A week later, the editorial board responded to Trump’s letter and made clear they stand behind their insistence that a sweeping ten percent tariff would be absolutely devastating to both the U.S. and global economy.
“The economic evidence is unambiguous that border taxes are passed on to consumers, and Mr. Trump’s tariffs have cost Americans tens of billions of dollars. Readers can look at the analyses and make up their own minds,” wrote the board in direct response to Trump’s claim they were parroting “debunked talking points.”
The board went further and argued that Trump’s trade tariffs not only passed costs on to U.S. consumers but also achieved nothing material. The Journal explained that while the trade deficit with China is indeed down, all Trump’s policies did was shift the deficit to other parts of the world, which would have happened regardless.
“Since 2017, when Mr. Trump entered the Oval Office, goods imports to the U.S. in nominal dollars have increased 174% from Vietnam, 116% from Taiwan, 96% from Bangladesh, 89% from Thailand, 76% from India, and 62% from South Korea. Maybe Mr. Trump should start giving out campaign hats that say ‘Make Vietnam Great Again,’” wrote the board.
The Journal made the case that U.S. investors are shifting away from China, not because of the tariffs but because of the instability within the country. Furthermore, the board added that Trump could have achieved the same result faster by having stayed in the “Trans-Pacific Partnership trade agreement that excluded China.” They also make the point that Trump’s tariffs cut off American farmers from key markets resulting in billion-dollar tax-payer bailouts that were both wasteful and achieved nothing.
Looking to the future, the board doubled down on its criticism of Trump’s new proposed tariffs and argued he simply doesn’t understand the realities of global trade:
Mr. Trump’s answer, as usual, is to quintuple down in a second term. A universal 10% tariff would “raise taxes on American consumers by more than $300 billion a year—a tax increase rivaling the ones proposed by President Biden,” the Tax Foundation says. Including expected retaliation, it would “shrink the U.S. economy by 1.1 percent and threaten more than 825,000 U.S. jobs.”
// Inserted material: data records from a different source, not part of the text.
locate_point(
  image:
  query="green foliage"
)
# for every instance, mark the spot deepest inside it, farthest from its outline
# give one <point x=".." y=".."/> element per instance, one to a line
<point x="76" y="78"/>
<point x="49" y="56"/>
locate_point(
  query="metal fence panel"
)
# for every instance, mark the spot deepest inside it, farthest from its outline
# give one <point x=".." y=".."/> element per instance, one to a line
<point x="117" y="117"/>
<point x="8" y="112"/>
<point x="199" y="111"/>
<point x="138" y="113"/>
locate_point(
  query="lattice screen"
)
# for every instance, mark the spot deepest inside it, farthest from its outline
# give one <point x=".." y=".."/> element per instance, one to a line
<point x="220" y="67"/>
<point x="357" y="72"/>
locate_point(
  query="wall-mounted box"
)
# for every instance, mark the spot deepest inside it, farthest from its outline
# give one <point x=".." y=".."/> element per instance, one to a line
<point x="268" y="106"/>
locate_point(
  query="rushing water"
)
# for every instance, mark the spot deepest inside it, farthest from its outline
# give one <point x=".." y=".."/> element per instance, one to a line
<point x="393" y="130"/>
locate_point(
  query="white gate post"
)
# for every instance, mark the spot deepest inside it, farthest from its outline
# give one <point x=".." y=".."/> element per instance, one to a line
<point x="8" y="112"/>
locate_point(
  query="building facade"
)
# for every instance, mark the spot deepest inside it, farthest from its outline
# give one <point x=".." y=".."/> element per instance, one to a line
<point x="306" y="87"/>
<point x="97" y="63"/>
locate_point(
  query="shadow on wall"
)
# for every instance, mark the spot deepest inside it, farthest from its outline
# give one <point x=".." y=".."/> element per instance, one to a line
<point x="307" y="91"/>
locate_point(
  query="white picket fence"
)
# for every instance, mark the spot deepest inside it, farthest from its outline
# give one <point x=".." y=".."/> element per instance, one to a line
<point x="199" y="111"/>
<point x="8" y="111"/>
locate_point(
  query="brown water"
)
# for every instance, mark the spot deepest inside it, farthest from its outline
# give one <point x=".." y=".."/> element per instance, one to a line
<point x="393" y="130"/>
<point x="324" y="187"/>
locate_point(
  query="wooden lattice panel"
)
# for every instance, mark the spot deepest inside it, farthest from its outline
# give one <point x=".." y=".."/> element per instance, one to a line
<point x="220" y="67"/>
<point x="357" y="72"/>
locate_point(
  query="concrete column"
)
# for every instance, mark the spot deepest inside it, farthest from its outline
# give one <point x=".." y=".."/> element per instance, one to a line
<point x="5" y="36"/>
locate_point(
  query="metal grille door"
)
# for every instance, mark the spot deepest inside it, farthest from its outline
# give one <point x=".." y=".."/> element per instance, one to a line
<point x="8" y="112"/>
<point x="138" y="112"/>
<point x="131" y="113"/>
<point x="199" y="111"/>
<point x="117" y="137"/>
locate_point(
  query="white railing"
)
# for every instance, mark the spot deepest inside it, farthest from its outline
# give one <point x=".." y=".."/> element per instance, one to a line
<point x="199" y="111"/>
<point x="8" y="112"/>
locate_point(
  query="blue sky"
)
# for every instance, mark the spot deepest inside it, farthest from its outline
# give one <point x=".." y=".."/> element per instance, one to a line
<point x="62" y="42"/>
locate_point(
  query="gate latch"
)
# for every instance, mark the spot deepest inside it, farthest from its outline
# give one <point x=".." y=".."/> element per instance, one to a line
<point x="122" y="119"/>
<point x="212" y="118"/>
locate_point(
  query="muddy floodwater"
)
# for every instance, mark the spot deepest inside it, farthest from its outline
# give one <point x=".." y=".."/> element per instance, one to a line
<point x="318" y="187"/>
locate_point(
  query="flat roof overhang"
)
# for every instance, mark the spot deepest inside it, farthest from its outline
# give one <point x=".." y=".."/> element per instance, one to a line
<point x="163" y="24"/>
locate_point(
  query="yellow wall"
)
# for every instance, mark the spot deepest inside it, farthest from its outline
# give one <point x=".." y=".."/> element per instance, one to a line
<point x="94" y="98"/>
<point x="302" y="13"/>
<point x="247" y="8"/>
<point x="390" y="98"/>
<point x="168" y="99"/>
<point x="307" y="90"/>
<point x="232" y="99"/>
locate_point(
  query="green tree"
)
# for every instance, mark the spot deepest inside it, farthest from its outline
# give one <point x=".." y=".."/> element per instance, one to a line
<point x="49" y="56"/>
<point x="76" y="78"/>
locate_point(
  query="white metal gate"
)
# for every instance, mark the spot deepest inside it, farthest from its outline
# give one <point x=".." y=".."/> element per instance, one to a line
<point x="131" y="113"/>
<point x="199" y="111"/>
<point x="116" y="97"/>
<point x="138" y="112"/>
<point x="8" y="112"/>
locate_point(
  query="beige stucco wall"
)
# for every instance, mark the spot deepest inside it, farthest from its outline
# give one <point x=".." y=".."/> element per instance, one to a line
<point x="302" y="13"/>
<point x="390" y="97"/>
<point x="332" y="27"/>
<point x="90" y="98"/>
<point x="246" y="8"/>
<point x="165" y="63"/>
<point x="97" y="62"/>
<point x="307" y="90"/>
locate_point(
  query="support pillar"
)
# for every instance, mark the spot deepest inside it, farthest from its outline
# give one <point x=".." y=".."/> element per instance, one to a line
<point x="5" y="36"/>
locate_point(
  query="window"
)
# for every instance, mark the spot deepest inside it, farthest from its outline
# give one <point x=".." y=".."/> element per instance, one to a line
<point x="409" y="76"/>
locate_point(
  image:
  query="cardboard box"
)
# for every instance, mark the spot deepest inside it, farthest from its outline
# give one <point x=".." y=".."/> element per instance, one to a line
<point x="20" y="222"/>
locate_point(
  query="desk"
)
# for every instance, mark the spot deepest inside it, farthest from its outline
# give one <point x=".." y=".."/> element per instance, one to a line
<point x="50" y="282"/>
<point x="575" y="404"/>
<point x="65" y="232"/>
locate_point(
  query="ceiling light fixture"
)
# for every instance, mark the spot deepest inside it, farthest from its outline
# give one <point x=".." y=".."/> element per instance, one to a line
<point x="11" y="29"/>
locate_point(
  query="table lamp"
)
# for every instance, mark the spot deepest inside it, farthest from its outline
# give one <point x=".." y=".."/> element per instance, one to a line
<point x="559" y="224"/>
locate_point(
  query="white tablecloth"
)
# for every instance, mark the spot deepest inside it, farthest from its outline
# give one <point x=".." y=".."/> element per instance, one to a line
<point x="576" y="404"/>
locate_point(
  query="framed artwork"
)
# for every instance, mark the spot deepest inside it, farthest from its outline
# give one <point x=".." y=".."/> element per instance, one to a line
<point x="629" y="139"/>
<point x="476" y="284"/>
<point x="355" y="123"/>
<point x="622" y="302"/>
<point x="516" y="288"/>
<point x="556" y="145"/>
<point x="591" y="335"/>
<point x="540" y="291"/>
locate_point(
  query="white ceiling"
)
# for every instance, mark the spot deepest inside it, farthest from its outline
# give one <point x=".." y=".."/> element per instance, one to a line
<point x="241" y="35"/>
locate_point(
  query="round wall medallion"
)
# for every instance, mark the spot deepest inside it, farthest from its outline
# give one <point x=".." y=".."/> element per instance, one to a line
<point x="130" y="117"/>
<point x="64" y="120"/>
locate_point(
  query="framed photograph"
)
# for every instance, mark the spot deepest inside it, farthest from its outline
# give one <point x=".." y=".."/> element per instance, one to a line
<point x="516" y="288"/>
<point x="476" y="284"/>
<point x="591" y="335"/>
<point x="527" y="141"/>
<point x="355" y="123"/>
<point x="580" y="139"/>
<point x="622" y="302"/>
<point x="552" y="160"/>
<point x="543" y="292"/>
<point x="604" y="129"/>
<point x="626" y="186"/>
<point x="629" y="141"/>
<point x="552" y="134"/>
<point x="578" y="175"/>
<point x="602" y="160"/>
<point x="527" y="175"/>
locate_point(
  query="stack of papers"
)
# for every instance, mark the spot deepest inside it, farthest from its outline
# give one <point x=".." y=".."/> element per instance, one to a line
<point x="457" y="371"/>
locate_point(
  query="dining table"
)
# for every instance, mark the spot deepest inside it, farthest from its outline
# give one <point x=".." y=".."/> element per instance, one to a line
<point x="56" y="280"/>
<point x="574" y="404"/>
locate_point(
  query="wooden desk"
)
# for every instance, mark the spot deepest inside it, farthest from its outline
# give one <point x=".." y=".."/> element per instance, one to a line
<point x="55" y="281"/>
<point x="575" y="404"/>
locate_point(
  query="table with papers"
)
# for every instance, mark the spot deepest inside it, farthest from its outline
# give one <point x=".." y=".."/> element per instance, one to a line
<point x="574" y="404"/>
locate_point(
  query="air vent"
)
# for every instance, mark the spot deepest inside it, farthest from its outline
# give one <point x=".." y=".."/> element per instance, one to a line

Slapping 10% tariffs on everything made by Vietnam, South Korea and other U.S. partners would have the effect of abandoning them to China’s economic sphere, which is the opposite of America’s geostrategic interests.
The editorial ends by calling out Trump’s “great mistake” in his handling of the economy: “his belief that trade is a zero-sum exercise.” The board argues, instead, that global trade offers a “mutual advantage” to both trading partners and is a benefit to the American consumer.